The long read: In 2005, Glasgow council offered to compensate women for historic pay inequality. But it sold them short again – and soon workers all over the UK started fighting for what they were owed

https://www.theguardian.com/society/2024/feb/01/they-were-dying-and-theyd-not-had-their-money-britains-multibillion-pound-equal-pay-scandal

OP posts:
RethinkingLife · 01/02/2024 11:16

Women who were still waiting for their compensation had started dying. Elaine Russell, a home care coordinator who worked all hours to support her family, died when she was just 55. Margaret Gorman, who spent 16 years as a home carer, died at 60. Maureen McDonald, a council catering manager for 13 years, died at 56. “They were overworked, their bodies didn’t get a chance to recuperate,” Stojilkovic said. “They were all dying, and they’ve not had their money.”

In meetings with council officials, Thomson and Stojilkovic sometimes felt that the women were being blamed for the council’s financial difficulties. “It’s our money that should have been in our purses, and they kept it in their purses,” Thomson said. “They should have treated us with respect, and this would never have happened.”

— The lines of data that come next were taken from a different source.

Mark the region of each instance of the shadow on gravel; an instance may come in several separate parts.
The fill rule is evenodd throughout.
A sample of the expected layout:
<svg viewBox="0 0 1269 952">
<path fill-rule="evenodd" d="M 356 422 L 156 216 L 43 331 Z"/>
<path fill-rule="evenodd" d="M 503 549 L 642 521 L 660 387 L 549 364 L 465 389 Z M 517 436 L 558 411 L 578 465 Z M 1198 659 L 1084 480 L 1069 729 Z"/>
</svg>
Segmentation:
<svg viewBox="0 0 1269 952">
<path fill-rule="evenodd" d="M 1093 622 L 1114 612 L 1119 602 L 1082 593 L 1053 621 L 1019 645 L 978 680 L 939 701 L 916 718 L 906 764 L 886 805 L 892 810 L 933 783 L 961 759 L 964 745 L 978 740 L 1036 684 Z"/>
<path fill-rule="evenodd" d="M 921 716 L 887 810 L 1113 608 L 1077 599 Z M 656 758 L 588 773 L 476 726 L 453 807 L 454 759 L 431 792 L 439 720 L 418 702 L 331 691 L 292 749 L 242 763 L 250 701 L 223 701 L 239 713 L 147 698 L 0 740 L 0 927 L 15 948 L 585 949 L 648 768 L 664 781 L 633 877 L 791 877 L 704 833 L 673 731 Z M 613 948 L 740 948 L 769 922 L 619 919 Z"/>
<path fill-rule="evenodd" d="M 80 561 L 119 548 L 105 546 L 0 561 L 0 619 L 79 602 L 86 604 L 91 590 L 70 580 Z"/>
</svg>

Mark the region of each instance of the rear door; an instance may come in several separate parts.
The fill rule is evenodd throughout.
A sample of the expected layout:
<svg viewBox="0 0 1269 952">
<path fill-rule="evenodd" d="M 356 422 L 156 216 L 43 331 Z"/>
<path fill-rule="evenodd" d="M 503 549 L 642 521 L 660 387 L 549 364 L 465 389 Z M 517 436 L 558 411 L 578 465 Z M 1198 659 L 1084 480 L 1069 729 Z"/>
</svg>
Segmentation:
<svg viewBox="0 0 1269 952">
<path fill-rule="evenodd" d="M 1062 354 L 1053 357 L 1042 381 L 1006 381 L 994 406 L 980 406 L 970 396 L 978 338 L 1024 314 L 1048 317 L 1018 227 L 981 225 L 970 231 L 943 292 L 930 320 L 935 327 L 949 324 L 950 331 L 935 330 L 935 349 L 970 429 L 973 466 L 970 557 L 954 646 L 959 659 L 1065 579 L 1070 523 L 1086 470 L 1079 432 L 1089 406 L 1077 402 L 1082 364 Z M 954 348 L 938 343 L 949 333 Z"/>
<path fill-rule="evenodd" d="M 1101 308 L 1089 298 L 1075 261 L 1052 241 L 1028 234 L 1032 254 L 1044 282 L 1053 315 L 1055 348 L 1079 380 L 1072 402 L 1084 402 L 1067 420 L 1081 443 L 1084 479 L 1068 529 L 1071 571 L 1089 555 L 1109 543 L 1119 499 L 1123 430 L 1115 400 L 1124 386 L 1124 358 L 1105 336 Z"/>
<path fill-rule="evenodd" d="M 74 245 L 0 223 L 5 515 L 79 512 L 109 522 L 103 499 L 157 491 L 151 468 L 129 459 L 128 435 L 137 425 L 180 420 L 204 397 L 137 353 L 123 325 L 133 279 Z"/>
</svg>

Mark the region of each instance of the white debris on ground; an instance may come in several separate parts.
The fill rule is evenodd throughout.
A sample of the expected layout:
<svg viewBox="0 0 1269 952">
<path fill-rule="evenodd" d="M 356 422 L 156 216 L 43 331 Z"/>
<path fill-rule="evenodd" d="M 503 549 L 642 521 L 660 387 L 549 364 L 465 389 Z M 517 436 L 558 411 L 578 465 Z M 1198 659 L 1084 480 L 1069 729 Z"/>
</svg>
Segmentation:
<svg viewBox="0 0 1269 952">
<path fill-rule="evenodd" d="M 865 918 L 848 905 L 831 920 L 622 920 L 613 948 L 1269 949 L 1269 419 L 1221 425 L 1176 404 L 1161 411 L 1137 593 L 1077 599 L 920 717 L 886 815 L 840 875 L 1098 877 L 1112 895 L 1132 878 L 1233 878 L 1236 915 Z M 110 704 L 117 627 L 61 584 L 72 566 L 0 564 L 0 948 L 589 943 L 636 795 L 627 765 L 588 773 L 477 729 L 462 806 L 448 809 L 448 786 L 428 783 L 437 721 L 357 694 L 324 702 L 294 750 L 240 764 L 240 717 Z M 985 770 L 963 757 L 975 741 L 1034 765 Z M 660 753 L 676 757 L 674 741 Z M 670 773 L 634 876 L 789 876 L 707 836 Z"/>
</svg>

Working class women who'd had to work horrendously long hours to make ends meet. Dying before their time with discrimination a factor in that - this is wrong and infuriating on so many levels. Across all the councils, this must run into many thousands of women who were impoverished with all the impact that had on their health, quality of life and both the timeand energy for family life.

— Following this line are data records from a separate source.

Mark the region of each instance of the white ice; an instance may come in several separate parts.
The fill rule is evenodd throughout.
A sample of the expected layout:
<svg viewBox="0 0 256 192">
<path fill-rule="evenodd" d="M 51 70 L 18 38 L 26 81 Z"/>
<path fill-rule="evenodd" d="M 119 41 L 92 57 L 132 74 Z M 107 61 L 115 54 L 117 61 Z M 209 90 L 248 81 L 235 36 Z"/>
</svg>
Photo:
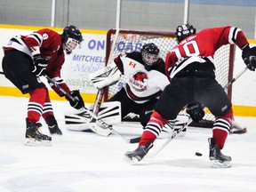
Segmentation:
<svg viewBox="0 0 256 192">
<path fill-rule="evenodd" d="M 225 155 L 232 167 L 211 168 L 208 142 L 211 129 L 189 127 L 157 156 L 132 165 L 124 154 L 137 144 L 113 135 L 71 132 L 63 112 L 68 102 L 53 101 L 61 139 L 52 147 L 28 147 L 25 140 L 27 98 L 0 97 L 1 192 L 252 192 L 256 191 L 255 118 L 236 116 L 248 132 L 229 135 Z M 44 124 L 45 125 L 45 124 Z M 140 125 L 114 126 L 124 137 L 138 136 Z M 48 133 L 46 126 L 42 131 Z M 156 140 L 154 152 L 164 140 Z M 203 154 L 195 156 L 196 152 Z M 149 153 L 148 153 L 149 156 Z"/>
</svg>

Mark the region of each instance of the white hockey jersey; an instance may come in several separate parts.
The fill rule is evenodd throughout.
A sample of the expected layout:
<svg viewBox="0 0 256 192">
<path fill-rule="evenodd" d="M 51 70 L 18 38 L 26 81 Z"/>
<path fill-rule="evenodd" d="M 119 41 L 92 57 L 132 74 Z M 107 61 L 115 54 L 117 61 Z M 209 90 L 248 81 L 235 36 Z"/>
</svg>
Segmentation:
<svg viewBox="0 0 256 192">
<path fill-rule="evenodd" d="M 133 52 L 119 55 L 115 63 L 125 76 L 127 96 L 137 103 L 144 103 L 158 98 L 164 87 L 170 84 L 164 71 L 164 61 L 157 63 L 147 70 L 140 52 Z"/>
</svg>

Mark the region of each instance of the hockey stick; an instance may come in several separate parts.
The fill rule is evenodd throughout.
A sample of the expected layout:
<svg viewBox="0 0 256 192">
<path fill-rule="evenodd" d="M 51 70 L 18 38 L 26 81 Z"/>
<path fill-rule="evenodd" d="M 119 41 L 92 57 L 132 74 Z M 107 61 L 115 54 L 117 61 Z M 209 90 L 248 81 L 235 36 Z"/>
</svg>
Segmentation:
<svg viewBox="0 0 256 192">
<path fill-rule="evenodd" d="M 109 56 L 108 56 L 108 62 L 107 62 L 106 66 L 108 66 L 109 63 L 110 63 L 111 58 L 113 56 L 114 51 L 115 51 L 115 44 L 116 44 L 117 36 L 119 35 L 120 8 L 121 8 L 121 1 L 117 0 L 117 2 L 116 2 L 116 31 L 115 39 L 114 39 L 114 42 L 112 44 L 112 47 L 111 47 L 110 53 L 109 53 Z M 98 116 L 98 113 L 99 113 L 99 110 L 100 110 L 100 105 L 101 105 L 101 100 L 102 100 L 102 97 L 104 95 L 104 92 L 105 92 L 106 88 L 107 87 L 104 87 L 104 88 L 101 88 L 101 89 L 98 90 L 98 93 L 97 93 L 96 100 L 95 100 L 94 106 L 93 106 L 93 109 L 92 109 L 92 113 L 96 116 Z M 93 123 L 93 119 L 91 119 L 90 123 Z M 92 126 L 92 124 L 91 124 L 91 125 Z M 100 133 L 100 132 L 98 132 L 98 133 Z"/>
<path fill-rule="evenodd" d="M 54 80 L 52 80 L 52 78 L 50 78 L 48 76 L 44 75 L 44 76 L 49 82 L 51 82 L 52 84 L 54 84 L 55 87 L 57 87 L 61 92 L 63 92 L 63 94 L 68 97 L 68 99 L 70 99 L 71 100 L 76 100 L 75 98 L 73 98 L 68 92 L 67 92 L 61 86 L 60 86 Z M 97 120 L 100 124 L 102 124 L 105 129 L 112 129 L 112 125 L 108 125 L 108 124 L 106 124 L 104 121 L 102 121 L 101 119 L 99 119 L 96 116 L 94 116 L 94 114 L 92 112 L 91 112 L 88 108 L 86 108 L 85 107 L 84 108 L 84 109 L 85 109 L 95 120 Z"/>
<path fill-rule="evenodd" d="M 236 82 L 246 70 L 248 69 L 247 67 L 245 67 L 239 74 L 237 74 L 229 83 L 228 83 L 223 89 L 228 89 L 228 86 L 230 86 L 234 82 Z M 192 119 L 190 119 L 190 123 L 192 122 Z M 189 124 L 190 124 L 189 123 Z M 189 124 L 188 124 L 187 126 Z M 163 145 L 161 146 L 161 148 L 159 148 L 156 151 L 155 151 L 155 153 L 151 153 L 150 156 L 148 156 L 148 157 L 152 158 L 154 156 L 156 156 L 163 148 L 165 148 L 166 145 L 168 145 L 176 136 L 179 132 L 180 132 L 183 129 L 185 129 L 185 126 L 180 127 L 179 130 L 177 130 L 177 133 L 174 132 L 174 134 L 172 134 L 170 138 L 168 138 L 166 140 L 165 142 L 163 143 Z"/>
<path fill-rule="evenodd" d="M 52 84 L 54 84 L 54 86 L 56 86 L 60 92 L 63 92 L 63 94 L 65 96 L 67 96 L 68 98 L 69 98 L 71 100 L 75 100 L 76 99 L 73 98 L 68 92 L 67 92 L 61 86 L 60 86 L 55 81 L 53 81 L 52 78 L 50 78 L 48 76 L 44 75 L 44 76 L 49 82 L 51 82 Z M 108 124 L 106 124 L 103 120 L 101 120 L 100 118 L 98 118 L 98 116 L 96 116 L 92 112 L 91 112 L 88 108 L 86 108 L 85 107 L 84 108 L 84 109 L 85 109 L 88 114 L 90 114 L 90 116 L 92 116 L 92 118 L 94 118 L 95 122 L 99 122 L 100 124 L 102 124 L 104 126 L 104 129 L 108 129 L 109 130 L 110 133 L 113 132 L 115 135 L 120 137 L 123 140 L 124 140 L 127 143 L 132 143 L 131 142 L 131 140 L 132 140 L 132 139 L 127 139 L 124 138 L 123 135 L 121 135 L 119 132 L 117 132 L 116 130 L 113 129 L 112 125 L 108 125 Z M 100 128 L 102 129 L 102 128 Z M 93 131 L 93 130 L 92 130 Z"/>
</svg>

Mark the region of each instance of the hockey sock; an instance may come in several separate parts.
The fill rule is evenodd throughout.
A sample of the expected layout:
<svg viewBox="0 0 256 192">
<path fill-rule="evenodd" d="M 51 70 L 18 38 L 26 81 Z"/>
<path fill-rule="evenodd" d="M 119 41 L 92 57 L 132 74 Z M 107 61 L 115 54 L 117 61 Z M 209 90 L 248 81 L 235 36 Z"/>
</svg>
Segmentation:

It is an uncomfortable reality that if councils go bankrupt, the people who lose out the most are its own low-paid workers – many of whom are women – as well as poor people dependent on their services. But the responsibility for this cannot fall on the shoulders of female council workers. “Can we really have a welfare state that only survives if it pays its women unequally and unlawfully?” said Conley, the professor of human resources management.

OP posts:
duc748 · 01/02/2024 13:51

Westminster has to take a massive share of the blame. The Government has reduced the grants that largely fund local government (especially in the poorest areas) quite cynically, over many years. As noted, it's a pyrrhic victory if equal pay for women means more jobs and services lost. Of course it's not the fault of the claimants, but the money has to come from somewhere. And in the real world, the only place it can come from is the Treasury.

kittykarate · 01/02/2024 14:36

Or you know, the councils could have tried to not continue putting themselves at risk of equal pay claims? Whilst Westminster has made their budgets shocking... councils could have really got their thumbs out their arses and not continued underpaying female employees after their first problems (2007 in this article, earlier I think for Birmingham)

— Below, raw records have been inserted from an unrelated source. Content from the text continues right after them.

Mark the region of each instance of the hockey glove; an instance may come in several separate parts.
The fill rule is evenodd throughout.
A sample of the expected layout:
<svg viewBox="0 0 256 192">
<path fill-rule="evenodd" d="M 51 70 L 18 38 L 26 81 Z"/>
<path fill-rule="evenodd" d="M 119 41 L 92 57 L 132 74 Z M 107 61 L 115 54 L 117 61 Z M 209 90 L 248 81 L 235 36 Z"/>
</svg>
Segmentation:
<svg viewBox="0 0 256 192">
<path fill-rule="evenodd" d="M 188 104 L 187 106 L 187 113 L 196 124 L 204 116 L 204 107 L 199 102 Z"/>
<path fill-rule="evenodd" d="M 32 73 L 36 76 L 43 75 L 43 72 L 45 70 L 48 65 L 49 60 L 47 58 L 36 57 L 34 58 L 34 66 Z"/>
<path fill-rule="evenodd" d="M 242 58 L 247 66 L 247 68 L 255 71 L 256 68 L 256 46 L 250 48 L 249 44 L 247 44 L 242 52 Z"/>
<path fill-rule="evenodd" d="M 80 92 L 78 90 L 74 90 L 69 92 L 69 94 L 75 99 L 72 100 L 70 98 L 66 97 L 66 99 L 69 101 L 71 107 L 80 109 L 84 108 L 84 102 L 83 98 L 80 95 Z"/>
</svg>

I'm considering raising an equal pay claim against my employer (corporate) in a couple of years. Best case, they pay me to go away and I can retire early, neutral case - nothing happens, worst case... they actually pay me more and I have to keep showing up. The hard challenge in a corporate role is finding a male comparator that 'matches' close enough, within councils, the role matching has already been done, so to be honest, the councils have no excuse.

RethinkingLife · 01/02/2024 14:51

The Equal Pay stuff has been rumbling on for decades. This was well before the deep cuts from central govt.

And the unions were actively betraying the women and circumventing the job evaluation exercises and misadvising them (until very recently). And they carried on trying to undermine them and ensure they were paid less than the men.

Many thousands of women would plausibly have had more comfortable, healthier, and even longer lives if they'd had their due entitlement.

OP posts:
Gasp0deTheW0nderD0g · 01/02/2024 14:59

That's a shocker. I was working in a university in the mid 2000s when HEFCE made it a requirement that all universities did a job evaluation exercise and moved from having many different pay scales to one unified one. Previously, there was a scale for manual jobs like portering, maintenance and so on - mostly done by men - which paid significantly better than the scale for lower-level admin jobs - mostly done by women, of course. All resolved 20 years ago! I believe the NHS was doing a similar exercise around then as well. Councils have really dragged their feet on this.